I think it’s my cousin, Macy, but it’s hard to tell, considering she’s covered from head to toe in protective weather gear.

“You’re here!” the moving pile of hats, scarves, and jackets says, and I was right—it’s definitely Macy.

“I’m here,” I agree dryly, wondering if it’s too late to reconsider foster care. Or emancipation. Any living situation in San Diego has got to be better than living in a town whose airport consists of one runway and a tiny parking lot. Heather is going to die when I text her.

“Finally!” Macy says, reaching out for a hug. It’s a little awkward, partly because of all the clothes she’s wearing and partly because—despite being a year younger than my own seventeen years—she’s about eight inches taller than I am. “I’ve been waiting for more than an hour.”

I hug her back but let go quickly as I answer. “Sorry, my plane was late from Seattle. The storm there made it hard to take off.”

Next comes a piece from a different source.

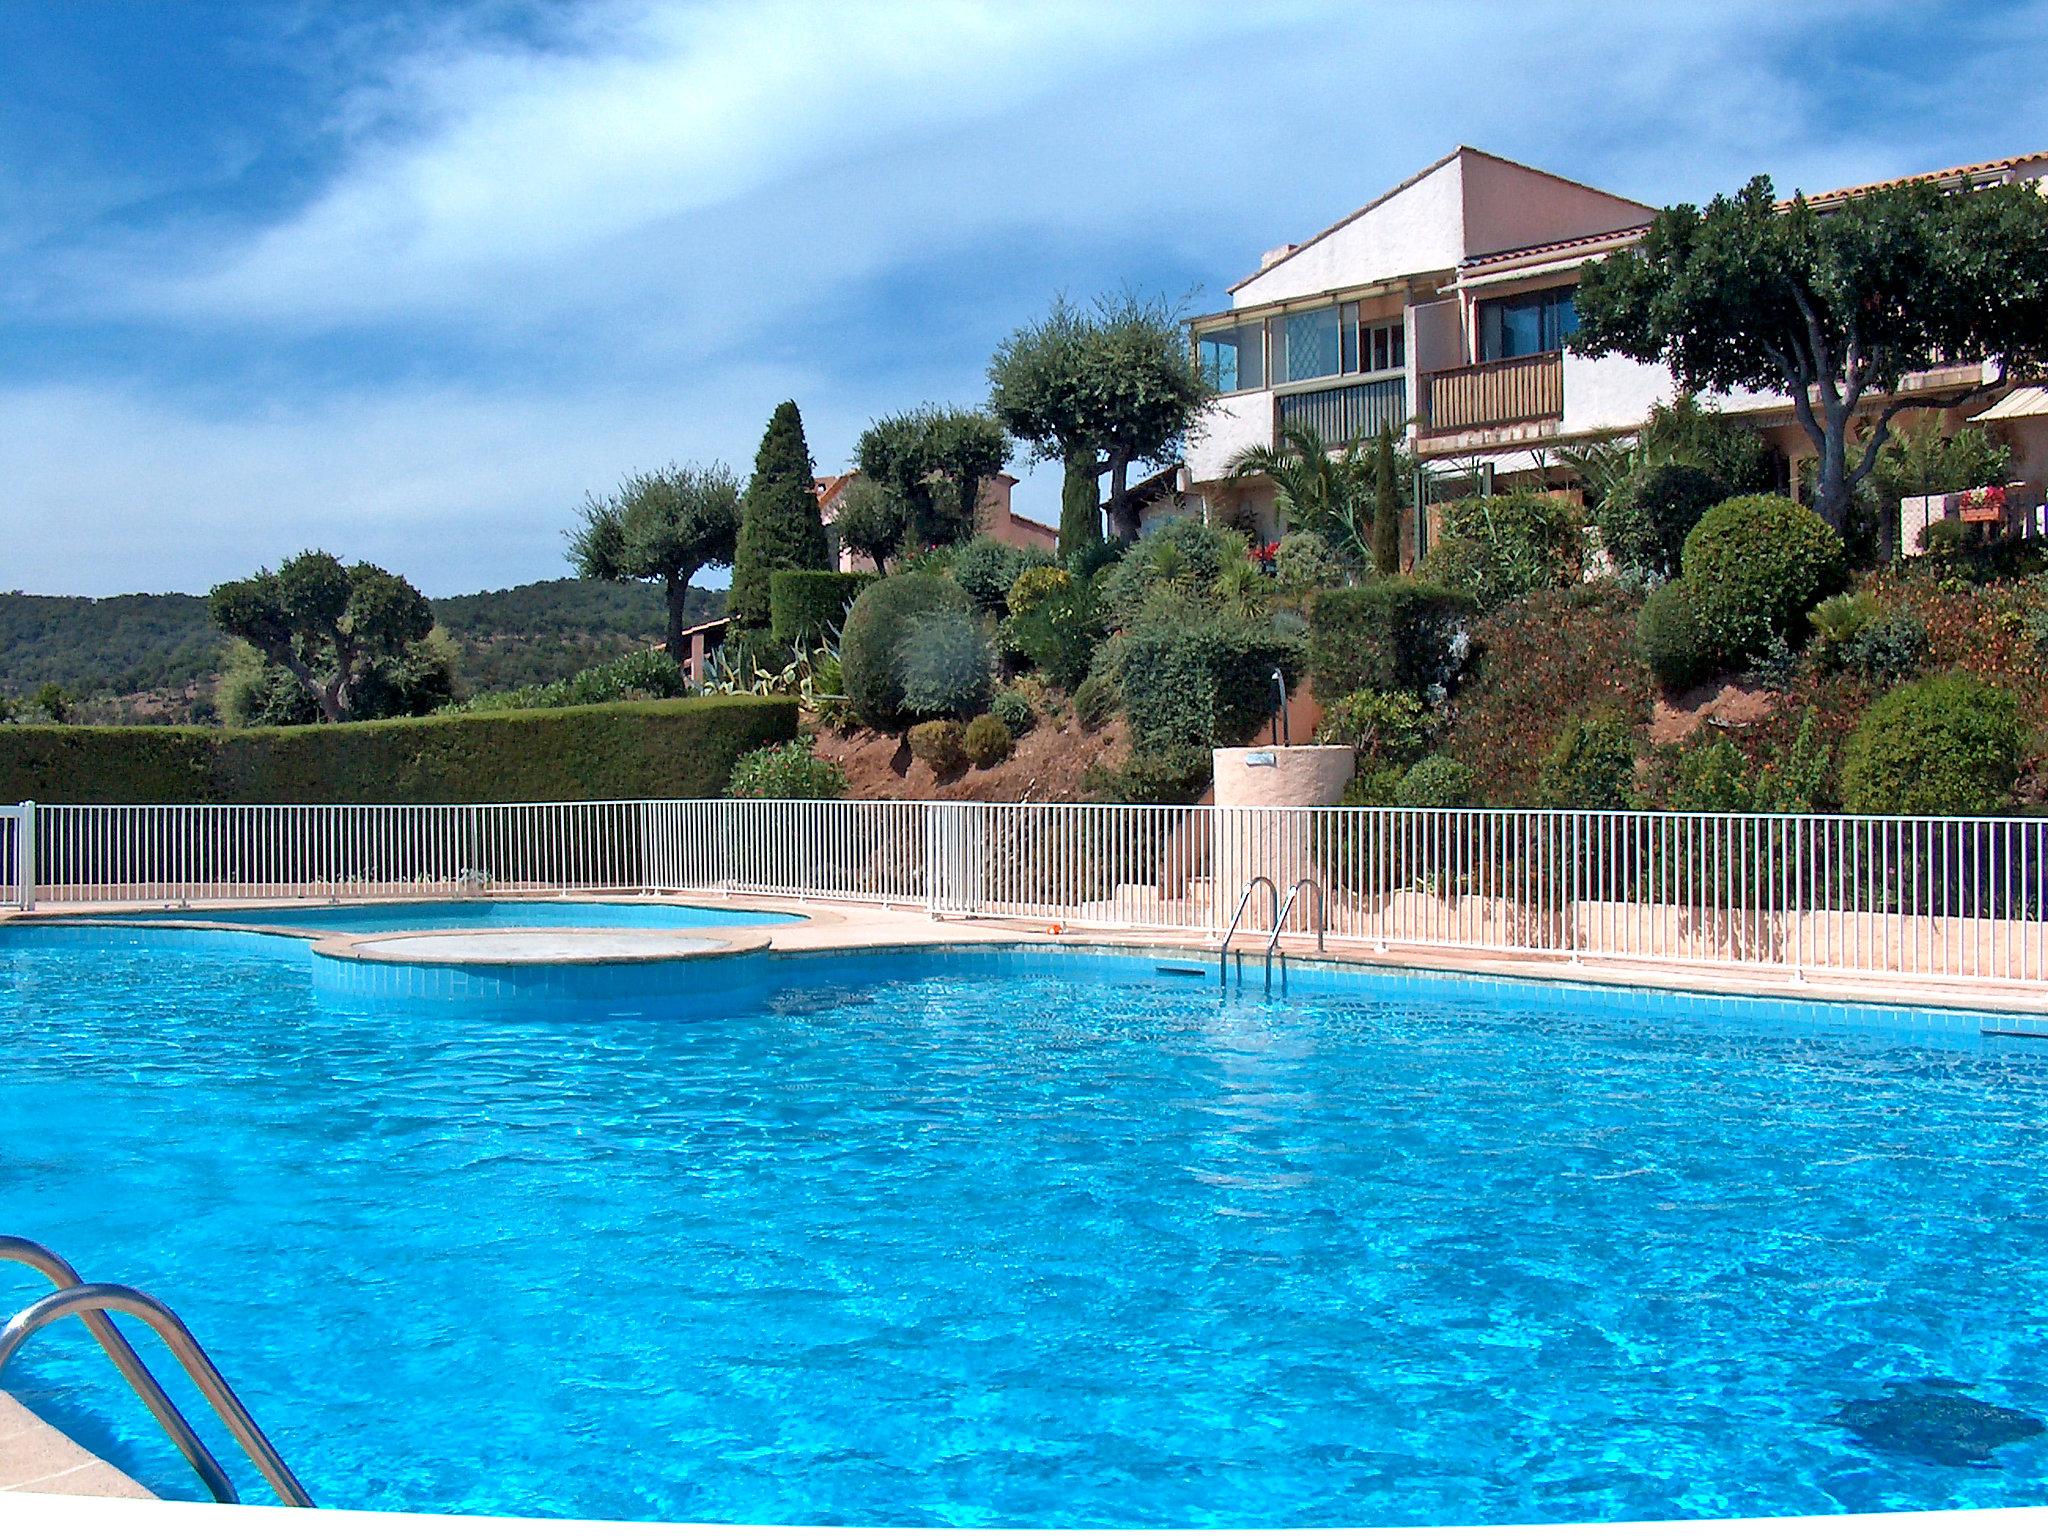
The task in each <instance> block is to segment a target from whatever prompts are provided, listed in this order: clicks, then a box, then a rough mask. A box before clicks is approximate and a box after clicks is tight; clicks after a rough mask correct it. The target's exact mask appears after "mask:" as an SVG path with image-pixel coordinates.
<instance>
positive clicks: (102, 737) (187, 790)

“Yeah, we hear that a lot,” she tells me with a grimace. “Pretty sure their weather is even worse than ours.”

I want to argue—miles of snow and enough protective gear to give astronauts pause seem pretty freaking awful to me. But I don’t know Macy all that well, despite the fact that we’re cousins, and the last thing I want to do is offend her. Besides Uncle Finn and now Philip, she is the only other person I know in this place.

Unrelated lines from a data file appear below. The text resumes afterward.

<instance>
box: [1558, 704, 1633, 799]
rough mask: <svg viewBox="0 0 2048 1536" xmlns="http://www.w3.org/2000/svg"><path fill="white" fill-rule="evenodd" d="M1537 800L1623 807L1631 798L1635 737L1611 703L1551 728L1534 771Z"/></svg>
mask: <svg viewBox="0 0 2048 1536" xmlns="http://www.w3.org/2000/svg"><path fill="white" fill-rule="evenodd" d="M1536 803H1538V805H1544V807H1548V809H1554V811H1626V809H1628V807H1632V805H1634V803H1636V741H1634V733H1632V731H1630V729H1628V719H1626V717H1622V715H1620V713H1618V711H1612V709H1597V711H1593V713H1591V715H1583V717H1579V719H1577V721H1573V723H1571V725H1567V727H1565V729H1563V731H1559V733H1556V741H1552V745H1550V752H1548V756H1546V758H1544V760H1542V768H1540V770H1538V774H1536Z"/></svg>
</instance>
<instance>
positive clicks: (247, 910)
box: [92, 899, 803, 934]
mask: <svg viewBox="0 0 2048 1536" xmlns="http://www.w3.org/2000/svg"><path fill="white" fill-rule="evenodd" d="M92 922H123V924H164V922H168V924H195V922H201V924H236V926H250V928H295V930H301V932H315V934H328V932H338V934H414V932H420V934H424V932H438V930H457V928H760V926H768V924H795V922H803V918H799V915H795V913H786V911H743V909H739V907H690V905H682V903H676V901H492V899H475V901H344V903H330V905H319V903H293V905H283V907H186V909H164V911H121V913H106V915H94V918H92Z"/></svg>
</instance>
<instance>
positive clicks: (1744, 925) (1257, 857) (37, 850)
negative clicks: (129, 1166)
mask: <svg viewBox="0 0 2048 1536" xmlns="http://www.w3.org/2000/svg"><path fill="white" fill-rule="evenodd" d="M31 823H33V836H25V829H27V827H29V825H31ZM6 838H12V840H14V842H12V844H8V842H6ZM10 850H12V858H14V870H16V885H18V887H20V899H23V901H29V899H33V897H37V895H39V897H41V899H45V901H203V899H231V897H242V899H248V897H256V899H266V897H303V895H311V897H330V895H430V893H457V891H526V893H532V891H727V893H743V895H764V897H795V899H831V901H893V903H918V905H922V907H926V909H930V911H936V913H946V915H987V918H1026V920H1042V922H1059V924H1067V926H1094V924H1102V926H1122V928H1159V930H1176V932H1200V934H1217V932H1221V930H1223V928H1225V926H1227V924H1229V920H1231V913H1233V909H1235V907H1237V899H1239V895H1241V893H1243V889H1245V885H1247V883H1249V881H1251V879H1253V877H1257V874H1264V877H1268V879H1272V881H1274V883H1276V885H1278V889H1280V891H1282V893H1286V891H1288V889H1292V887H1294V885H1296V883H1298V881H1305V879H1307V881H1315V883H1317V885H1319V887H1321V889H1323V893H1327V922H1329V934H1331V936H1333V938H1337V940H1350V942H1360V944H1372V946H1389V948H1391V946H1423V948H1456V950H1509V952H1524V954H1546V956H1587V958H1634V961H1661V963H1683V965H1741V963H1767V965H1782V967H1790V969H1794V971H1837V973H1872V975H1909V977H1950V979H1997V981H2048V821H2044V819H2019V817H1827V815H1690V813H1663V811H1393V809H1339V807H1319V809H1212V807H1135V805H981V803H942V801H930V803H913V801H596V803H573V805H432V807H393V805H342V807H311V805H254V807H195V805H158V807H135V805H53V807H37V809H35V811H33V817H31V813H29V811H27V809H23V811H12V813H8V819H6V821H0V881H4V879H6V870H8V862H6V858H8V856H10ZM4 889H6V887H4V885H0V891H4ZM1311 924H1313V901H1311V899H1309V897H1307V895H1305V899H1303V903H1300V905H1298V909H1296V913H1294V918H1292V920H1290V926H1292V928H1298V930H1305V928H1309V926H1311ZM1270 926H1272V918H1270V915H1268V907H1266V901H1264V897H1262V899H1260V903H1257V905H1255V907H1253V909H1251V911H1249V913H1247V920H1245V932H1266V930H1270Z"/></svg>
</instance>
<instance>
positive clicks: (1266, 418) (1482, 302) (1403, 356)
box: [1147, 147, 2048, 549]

Not to mention the only family I have left.

Which is why, in the end, I just shrug.

It must be a good enough answer, though, because she grins back at me before turning to Philip, who is still carrying my suitcases. “Thanks so much for picking her up, Uncle Philip. Dad says to tell you he owes you a case of beer.”

“No worries, Mace. Had to run a few errands in Fairbanks anyway.” He says it so casually, like hopping in a plane for a couple-hundred-mile round-trip journey is no big deal. Then again, out here where there’s nothing but mountains and snow in all directions, maybe it’s not. After all, according to Wikipedia, Healy has only one major road in and out of it, and in the winter sometimes even that gets closed down.

I’ve spent the last month trying to imagine what that looks like. What it is like.

I guess I’m about to find out.

“Still, he says he’ll be around Friday with that beer so you guys can watch the game in true BFF style.” She turns to me. “My dad’s really upset he couldn’t make it out to pick you up, Grace. There was an emergency at the school that no one else could deal with. But he told me to get him the second we make it back.”

“No worries,” I tell her. Because what else am I supposed to say? Besides, if I’ve learned anything in the month since my parents died, it’s just how little most things matter.